6. Janelle Monáe – Dirty Computer (R&B/Funk/Soul)
Janelle Monáe is unlike anyone else. She’s also better at what she does than everyone on the planet. Is this her best album? That’s debatable. Is it one of the most thoroughly enjoyable, funky, fun, and sneaky deep records of the year? Absolutely. A future classic and a bold, defiant statement of independence from one of music’s most creative and confident talents.
7. Kamasi Washington – Heaven & Earth (J A Z Z)
If there’s someone better at jazz than Kamasi Washington, you’ll have to show them to me. While not quite as captivating as The Epic (which is one of the single best pieces of music of the 21st-Century), Heaven & Earth is a classic in its own right, and will most assuredly go down as one of the most ambitious and effective jazz releases of the decade. There’s nothing wrong with this record, and if getting lost in some incredible instrumentation is your jam, this is your album of the year.

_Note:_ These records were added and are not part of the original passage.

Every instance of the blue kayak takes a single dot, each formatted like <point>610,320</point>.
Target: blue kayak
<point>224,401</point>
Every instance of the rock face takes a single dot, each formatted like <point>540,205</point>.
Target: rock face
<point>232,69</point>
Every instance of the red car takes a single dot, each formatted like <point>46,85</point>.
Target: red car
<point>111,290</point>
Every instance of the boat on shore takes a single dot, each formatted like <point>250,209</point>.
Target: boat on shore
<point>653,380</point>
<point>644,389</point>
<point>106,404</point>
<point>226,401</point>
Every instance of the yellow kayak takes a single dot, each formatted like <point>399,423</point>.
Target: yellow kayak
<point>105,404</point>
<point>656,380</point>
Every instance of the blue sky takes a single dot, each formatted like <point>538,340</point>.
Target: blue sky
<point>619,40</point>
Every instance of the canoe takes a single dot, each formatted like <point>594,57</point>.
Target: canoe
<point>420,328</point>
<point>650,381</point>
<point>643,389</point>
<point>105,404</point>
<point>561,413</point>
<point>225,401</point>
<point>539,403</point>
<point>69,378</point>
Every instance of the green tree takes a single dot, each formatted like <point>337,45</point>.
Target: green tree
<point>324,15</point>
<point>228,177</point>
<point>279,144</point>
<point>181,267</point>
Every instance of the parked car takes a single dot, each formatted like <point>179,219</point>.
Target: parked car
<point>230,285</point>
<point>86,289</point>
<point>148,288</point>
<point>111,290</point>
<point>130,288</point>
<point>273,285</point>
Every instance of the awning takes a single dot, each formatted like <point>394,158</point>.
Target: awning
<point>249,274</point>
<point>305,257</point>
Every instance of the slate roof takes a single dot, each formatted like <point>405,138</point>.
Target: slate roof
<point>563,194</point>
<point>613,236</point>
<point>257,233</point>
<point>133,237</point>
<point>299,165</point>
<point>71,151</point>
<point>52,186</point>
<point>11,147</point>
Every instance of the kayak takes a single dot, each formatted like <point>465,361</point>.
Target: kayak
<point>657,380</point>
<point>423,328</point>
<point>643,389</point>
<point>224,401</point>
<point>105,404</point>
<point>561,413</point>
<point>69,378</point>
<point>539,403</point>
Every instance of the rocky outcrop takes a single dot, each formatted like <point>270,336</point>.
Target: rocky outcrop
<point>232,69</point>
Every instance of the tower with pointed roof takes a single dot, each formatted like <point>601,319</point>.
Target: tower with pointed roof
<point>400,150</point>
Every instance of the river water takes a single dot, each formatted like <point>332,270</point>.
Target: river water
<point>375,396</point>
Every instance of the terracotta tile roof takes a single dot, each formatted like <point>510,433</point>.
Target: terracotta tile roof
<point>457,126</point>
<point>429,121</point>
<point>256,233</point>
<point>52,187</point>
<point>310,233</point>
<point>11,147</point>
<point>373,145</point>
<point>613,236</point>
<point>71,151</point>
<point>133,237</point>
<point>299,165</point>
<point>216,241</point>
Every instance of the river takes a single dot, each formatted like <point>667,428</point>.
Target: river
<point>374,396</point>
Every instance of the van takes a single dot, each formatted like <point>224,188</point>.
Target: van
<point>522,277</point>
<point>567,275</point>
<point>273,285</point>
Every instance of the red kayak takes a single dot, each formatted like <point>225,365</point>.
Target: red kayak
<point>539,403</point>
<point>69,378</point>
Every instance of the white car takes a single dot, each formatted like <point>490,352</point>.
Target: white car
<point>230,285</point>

8. Zu93 – Mirror Emperor (Dark folk)
Dark acoustic bliss. David Tibet of Current 93 fame and Italian instrumental group Zu team up to create one of the most singularly unique collections of songs that I’ve heard in years. Tibet’s spoken-word exaltations are as strange as they are engaging, and Zu’s lush yet sparse instrumental backdrop is a perfect accompaniment to Tibet’s musings. Some of each entity’s best work.
9. No Age – Snares Like a Haircut (Indie rock)
No Age have been on my radar since 2008. They never reached their full potential, in my mind, with each new release falling short of my probably-too-high expectations. Snares Like a Haircut is the album they were always destined to make, and fulfills a decade-long march toward transcendence for the band. It’s thoughtful, energetic, weird and loud. Everything a good No Age record should be. Dope as hell.
10. IDLES – Joy As An Act of Resistance (Post-punk)
I love post-punk, and IDLES arguably did it better than anyone else this year. A stellar band releasing their best music is cause for celebration, but when your previous record is as difficult to top as Brutalism it’s an even more impressive feat. I don’t know how IDLED do it, but they’re operating at a level that few in the subgenre can touch right now. Fantastic work.